Nope, no sugarcoating around here. Your life will not be enhanced in any way, shape or form by watching Mr. Hush. It’s a terminally amateurish effort from writer/director David Lee Madison about a dude named Holland Price (Brad Loree, a poor man’s, I don’t know, Eric Roberts?), an unfortunate soul who opens the door to the wrong trick-or-treater. Here’s a life hack for you buddy: Don’t let a man into your house who is dressed as a priest and calling himself “Father Flanagan” (Edward X. Young) on Halloween night unless you’ve been looking forward to seeing your wife’s throat cut and your daughter abducted.
Bad luck, right? We leap 10 years into the future and Price is a dish dog at a greasy spoon with a tiny little crush on Debbie (Connie Giordano) the new waitress. She’s a widow with a teenage daughter, he’s a widower with a perpetual case of the blues, so they tentatively embark on a relationship. Oh hark! Is that a knock at the door? Before Price can say “boo” to a goose, the very same maniac reappears, looking not a day older, to carve up his new special lady. What are the odds?

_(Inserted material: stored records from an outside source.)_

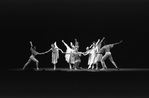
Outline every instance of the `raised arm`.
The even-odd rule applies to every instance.
[[[45,52],[42,52],[42,53],[39,53],[39,52],[38,52],[38,54],[39,54],[39,55],[46,54],[46,53],[50,52],[51,50],[52,50],[52,48],[49,49],[48,51],[45,51]]]
[[[70,48],[65,42],[64,40],[62,40],[63,44],[67,47],[67,48]]]
[[[103,42],[104,39],[105,39],[105,37],[103,37],[102,40],[98,43],[98,49],[100,49],[101,43]]]

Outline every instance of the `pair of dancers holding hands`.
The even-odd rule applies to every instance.
[[[38,63],[39,61],[35,58],[36,55],[42,55],[42,54],[46,54],[50,51],[52,51],[52,63],[54,64],[54,70],[56,69],[56,64],[58,63],[58,59],[59,59],[59,51],[61,51],[62,53],[65,54],[65,60],[66,62],[69,64],[69,68],[70,69],[75,69],[77,70],[79,68],[79,64],[81,62],[81,55],[89,55],[89,59],[88,59],[88,69],[94,69],[95,65],[96,65],[96,69],[98,69],[98,63],[101,62],[102,65],[102,69],[107,69],[107,66],[105,64],[105,60],[107,58],[109,58],[109,60],[112,62],[112,64],[118,68],[116,66],[116,63],[113,61],[110,49],[115,45],[115,44],[119,44],[118,43],[114,43],[114,44],[109,44],[109,45],[105,45],[101,48],[101,44],[103,42],[105,38],[103,37],[103,39],[100,41],[100,39],[98,39],[98,41],[95,43],[93,42],[93,44],[90,47],[86,48],[86,52],[79,52],[79,43],[77,41],[77,39],[75,39],[75,45],[73,45],[72,42],[70,42],[70,46],[69,47],[64,40],[62,40],[63,44],[66,46],[66,52],[63,52],[56,44],[56,42],[54,42],[54,44],[51,44],[51,48],[46,51],[46,52],[42,52],[39,53],[36,51],[35,46],[33,47],[32,42],[30,41],[30,45],[31,45],[31,56],[29,57],[29,60],[27,61],[27,63],[24,65],[23,69],[25,69],[25,67],[31,62],[34,61],[36,62],[36,68],[37,70],[39,70],[38,68]]]

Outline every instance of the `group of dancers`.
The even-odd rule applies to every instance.
[[[43,54],[46,54],[50,51],[52,51],[52,63],[54,65],[54,70],[56,69],[56,64],[58,63],[59,51],[61,51],[62,54],[65,54],[65,60],[69,64],[70,70],[71,69],[77,70],[77,69],[80,68],[79,67],[79,64],[81,63],[80,57],[82,55],[84,55],[84,56],[89,55],[88,69],[96,69],[97,70],[99,62],[102,65],[102,68],[100,70],[107,69],[107,66],[105,64],[105,60],[107,58],[109,58],[109,60],[115,66],[115,68],[118,69],[116,63],[113,60],[110,49],[113,48],[114,45],[119,44],[122,41],[120,41],[118,43],[113,43],[113,44],[108,44],[108,45],[102,46],[102,42],[103,42],[104,39],[105,39],[105,37],[103,37],[102,40],[98,39],[97,42],[94,41],[90,47],[86,47],[86,52],[79,52],[78,51],[79,50],[79,42],[77,41],[77,39],[75,39],[75,44],[70,42],[70,46],[68,44],[66,44],[64,42],[64,40],[62,40],[62,43],[66,47],[66,52],[62,51],[62,49],[60,49],[57,46],[57,43],[54,42],[53,44],[51,44],[51,48],[48,51],[39,53],[39,52],[36,51],[36,47],[33,46],[32,42],[30,41],[31,55],[29,57],[29,60],[27,61],[27,63],[25,63],[25,65],[23,66],[22,69],[25,69],[25,67],[31,61],[34,61],[34,62],[36,62],[36,69],[39,70],[39,67],[38,67],[39,61],[35,58],[35,56],[36,55],[43,55]]]

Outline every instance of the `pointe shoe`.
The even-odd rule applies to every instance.
[[[106,70],[106,68],[101,68],[100,70]]]

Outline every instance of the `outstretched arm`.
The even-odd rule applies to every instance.
[[[63,44],[67,47],[67,48],[70,48],[65,42],[64,40],[62,40]]]
[[[30,41],[30,45],[31,45],[31,47],[33,47],[33,43],[32,43],[32,41]]]
[[[52,48],[49,49],[48,51],[45,51],[45,52],[42,52],[42,53],[39,53],[39,52],[38,52],[38,54],[39,54],[39,55],[46,54],[46,53],[50,52],[51,50],[52,50]]]
[[[64,51],[62,49],[58,48],[58,50],[60,50],[62,53],[64,53]]]

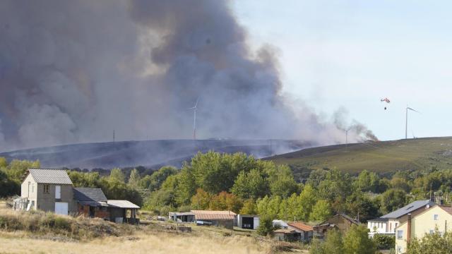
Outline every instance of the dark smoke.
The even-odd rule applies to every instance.
[[[0,1],[0,150],[189,138],[198,97],[201,138],[342,140],[281,96],[273,52],[248,47],[227,3]]]

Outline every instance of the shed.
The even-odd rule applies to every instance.
[[[257,215],[237,215],[237,226],[242,229],[257,229],[259,226],[259,217]]]
[[[232,211],[191,210],[197,225],[223,226],[232,229],[237,214]]]
[[[290,229],[297,232],[297,238],[300,241],[308,242],[312,239],[314,228],[302,222],[287,223]]]
[[[177,222],[194,222],[195,221],[195,214],[191,212],[170,212],[168,218]]]
[[[109,219],[107,197],[100,188],[74,188],[73,198],[78,205],[78,213],[90,217]]]
[[[130,224],[140,222],[140,219],[136,218],[136,211],[140,209],[140,207],[133,202],[128,200],[108,200],[107,204],[112,222]],[[128,211],[130,211],[129,214]],[[129,217],[127,217],[128,215]]]

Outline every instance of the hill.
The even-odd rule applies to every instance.
[[[452,168],[452,137],[367,142],[303,149],[264,159],[289,164],[295,172],[329,168],[357,174]]]
[[[0,153],[7,159],[39,159],[47,168],[111,169],[162,165],[180,167],[198,152],[242,152],[256,157],[284,153],[312,146],[282,140],[161,140],[83,143],[26,149]]]

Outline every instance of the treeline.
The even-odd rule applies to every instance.
[[[20,184],[26,170],[40,167],[38,160],[14,159],[8,163],[5,158],[0,157],[0,198],[20,195]],[[143,204],[142,195],[133,186],[126,184],[126,177],[119,169],[114,169],[109,176],[101,176],[98,172],[68,171],[68,174],[74,187],[100,188],[109,199],[128,200],[138,205]],[[140,178],[136,170],[135,175]]]
[[[20,195],[20,176],[28,167],[37,167],[37,161],[8,164],[0,158],[0,195]],[[299,183],[288,167],[243,153],[198,153],[180,169],[163,167],[150,175],[140,171],[114,169],[109,175],[100,175],[71,171],[69,176],[75,186],[101,188],[108,198],[129,200],[164,215],[172,210],[230,210],[297,221],[321,221],[345,213],[365,222],[431,195],[450,202],[452,187],[452,169],[434,167],[384,177],[366,170],[352,176],[316,169]]]

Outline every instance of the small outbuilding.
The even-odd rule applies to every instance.
[[[232,211],[191,210],[197,225],[222,226],[232,229],[237,214]]]
[[[110,220],[117,223],[138,224],[136,212],[140,207],[128,200],[108,200],[108,212]]]
[[[337,214],[324,222],[314,226],[314,236],[323,238],[325,234],[333,229],[345,233],[352,225],[359,225],[359,222],[344,214]]]
[[[168,214],[168,218],[177,222],[194,222],[195,214],[191,212],[170,212]]]
[[[79,214],[110,219],[107,197],[102,189],[74,188],[73,198],[78,205]]]
[[[293,229],[297,233],[296,238],[302,242],[309,242],[312,239],[314,229],[311,226],[302,222],[287,223],[289,229]]]
[[[257,229],[259,226],[259,217],[257,215],[237,215],[237,226],[244,229]]]

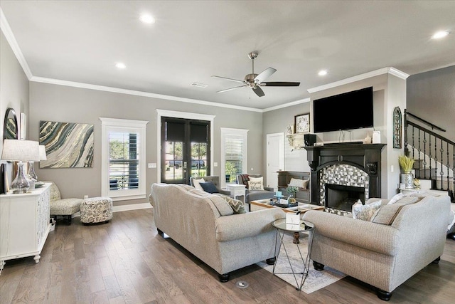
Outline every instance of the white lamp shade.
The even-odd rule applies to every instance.
[[[10,162],[39,162],[39,143],[33,140],[5,140],[1,159]]]
[[[46,146],[40,145],[40,160],[47,160],[48,157],[46,154]]]

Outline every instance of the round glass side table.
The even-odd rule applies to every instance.
[[[297,290],[301,290],[301,288],[304,285],[304,283],[305,283],[305,280],[308,276],[308,273],[310,267],[310,254],[311,253],[311,246],[313,245],[313,230],[314,229],[314,225],[312,223],[310,223],[308,221],[300,221],[300,224],[287,224],[286,223],[286,219],[277,219],[272,223],[272,225],[277,229],[277,236],[275,241],[275,252],[278,252],[277,254],[277,258],[275,258],[275,263],[273,266],[273,274],[291,274],[294,276],[294,278],[296,281],[296,289]],[[308,253],[306,253],[306,256],[304,258],[304,255],[300,250],[300,246],[299,243],[294,243],[286,244],[286,240],[284,240],[284,235],[287,232],[292,232],[292,233],[300,233],[300,232],[308,232]],[[278,241],[278,238],[279,237],[279,242]],[[278,243],[279,243],[279,245]],[[297,246],[297,250],[299,251],[299,263],[301,262],[303,264],[303,271],[296,271],[294,270],[296,268],[296,265],[292,265],[291,262],[291,259],[288,253],[288,249],[287,248],[287,246]],[[279,246],[279,247],[278,247]],[[286,255],[286,258],[287,259],[287,262],[291,268],[290,272],[283,272],[278,273],[275,272],[275,268],[277,266],[277,262],[279,258],[279,254],[282,252],[282,247],[284,251],[284,253]],[[289,247],[288,247],[289,248]],[[300,282],[297,278],[298,276],[301,276],[301,279]]]

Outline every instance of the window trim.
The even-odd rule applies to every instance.
[[[226,187],[226,154],[225,153],[225,140],[229,135],[242,136],[245,140],[245,145],[243,146],[243,173],[248,172],[248,164],[247,163],[248,160],[248,131],[247,129],[234,129],[230,127],[220,127],[220,138],[221,138],[221,177],[220,178],[221,182],[221,187]]]
[[[191,112],[178,112],[172,111],[169,110],[161,110],[156,109],[156,180],[161,180],[161,117],[165,116],[168,117],[174,118],[184,118],[188,120],[206,120],[210,122],[210,172],[213,174],[213,122],[215,115],[210,115],[207,114],[192,113]]]
[[[114,201],[146,198],[146,127],[149,122],[107,117],[100,117],[100,120],[101,120],[101,195],[111,197]],[[110,131],[127,132],[132,130],[139,135],[140,139],[139,154],[141,157],[139,157],[138,165],[139,187],[136,189],[112,191],[109,183],[109,133]]]

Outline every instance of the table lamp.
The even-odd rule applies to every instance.
[[[40,161],[46,160],[48,159],[46,154],[46,147],[43,145],[40,145]],[[33,167],[35,162],[31,160],[28,162],[28,175],[30,179],[33,180],[34,182],[38,182],[38,175],[35,172],[35,168]]]
[[[14,194],[26,193],[30,184],[23,174],[23,162],[39,162],[39,144],[33,140],[5,140],[1,159],[17,163],[17,176],[11,183]]]

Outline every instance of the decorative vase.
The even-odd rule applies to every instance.
[[[405,189],[414,188],[414,176],[411,172],[401,174],[401,182],[405,184]]]

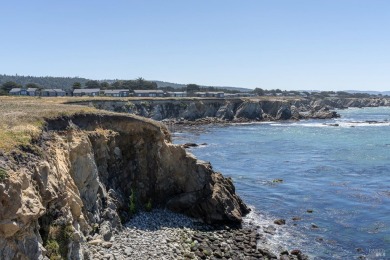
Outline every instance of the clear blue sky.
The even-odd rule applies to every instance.
[[[390,90],[389,0],[14,0],[0,6],[0,74]]]

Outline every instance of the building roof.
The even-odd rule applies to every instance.
[[[160,90],[160,89],[148,89],[148,90],[134,90],[134,93],[139,93],[139,94],[149,94],[149,93],[160,93],[160,94],[164,94],[164,91]]]
[[[42,92],[56,92],[56,91],[52,88],[46,88],[46,89],[42,89]]]
[[[54,90],[55,92],[64,92],[64,93],[65,93],[65,90],[60,89],[60,88],[54,88],[53,90]]]
[[[100,88],[80,88],[73,90],[73,94],[82,94],[82,93],[95,93],[99,92]]]
[[[9,93],[20,92],[21,90],[21,88],[13,88],[9,91]]]
[[[104,94],[120,94],[121,92],[130,92],[128,89],[107,89]]]

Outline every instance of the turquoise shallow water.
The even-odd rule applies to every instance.
[[[174,142],[207,143],[190,151],[232,177],[259,220],[286,219],[288,235],[278,239],[290,249],[319,259],[390,259],[390,108],[339,113],[325,121],[206,126],[176,132]]]

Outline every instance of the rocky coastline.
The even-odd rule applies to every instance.
[[[229,124],[329,119],[335,109],[390,106],[390,98],[259,97],[237,99],[127,99],[72,101],[97,109],[135,114],[166,125]]]
[[[1,259],[85,259],[89,236],[109,242],[135,210],[230,226],[249,212],[230,178],[136,116],[48,120],[33,143],[1,153],[0,169]]]
[[[272,252],[259,226],[212,226],[161,209],[140,212],[108,242],[88,240],[86,259],[309,259],[297,249]]]
[[[173,145],[164,124],[144,117],[167,125],[243,123],[333,118],[337,106],[390,104],[129,102],[89,101],[83,105],[122,113],[46,119],[29,144],[0,151],[1,259],[306,259],[297,249],[270,250],[265,233],[277,226],[243,226],[250,210],[232,180]]]

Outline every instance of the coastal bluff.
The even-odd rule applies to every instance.
[[[87,237],[109,241],[131,207],[232,225],[249,212],[230,178],[173,145],[164,125],[137,116],[47,119],[31,144],[1,152],[0,167],[1,259],[85,259]]]
[[[389,98],[259,97],[237,99],[153,98],[72,101],[97,109],[174,123],[225,123],[338,117],[335,109],[389,106]]]

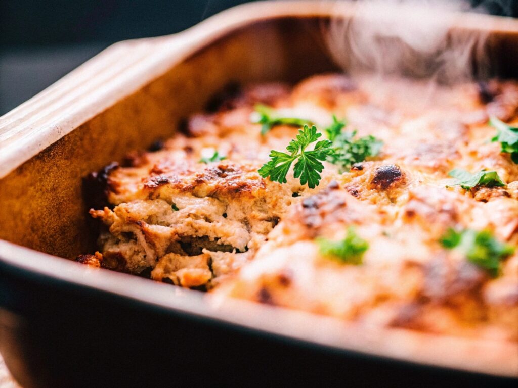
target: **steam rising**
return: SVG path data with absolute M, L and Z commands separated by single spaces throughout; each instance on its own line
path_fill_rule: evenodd
M 333 20 L 326 33 L 332 55 L 348 72 L 369 69 L 447 83 L 488 75 L 487 33 L 453 28 L 470 9 L 466 3 L 363 0 L 343 7 L 344 3 L 337 3 L 337 13 L 353 8 L 352 17 Z

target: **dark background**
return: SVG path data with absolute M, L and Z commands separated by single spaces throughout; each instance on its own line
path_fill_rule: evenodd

Mr. Hush would be utterly unwatchable without the meaty contributions of Edward X. Young, as a charmingly hammy community theater villain who seems to be enjoying the hell out of himself, even firing off a perfectly terrible joke after he’s impaled by the shards of a Louisville Slugger. And yep, that’s Evil Ed from Fright Night, Stephen Geoffreys, as the killer’s psychotic little helper who dresses like a homeless backup dancer from Michael Jackson’s “Bad” video. Sadly, it’s not enough to compensate for the leaden pace, goofy-ass script and fatal cheapness of the production.
Thanks for this: “. . .the killer’s psychotic little helper who dresses like a homeless backup dancer from Michael Jackson’s “Bad” video. . .”
Now I have to clean coffee off my monitor.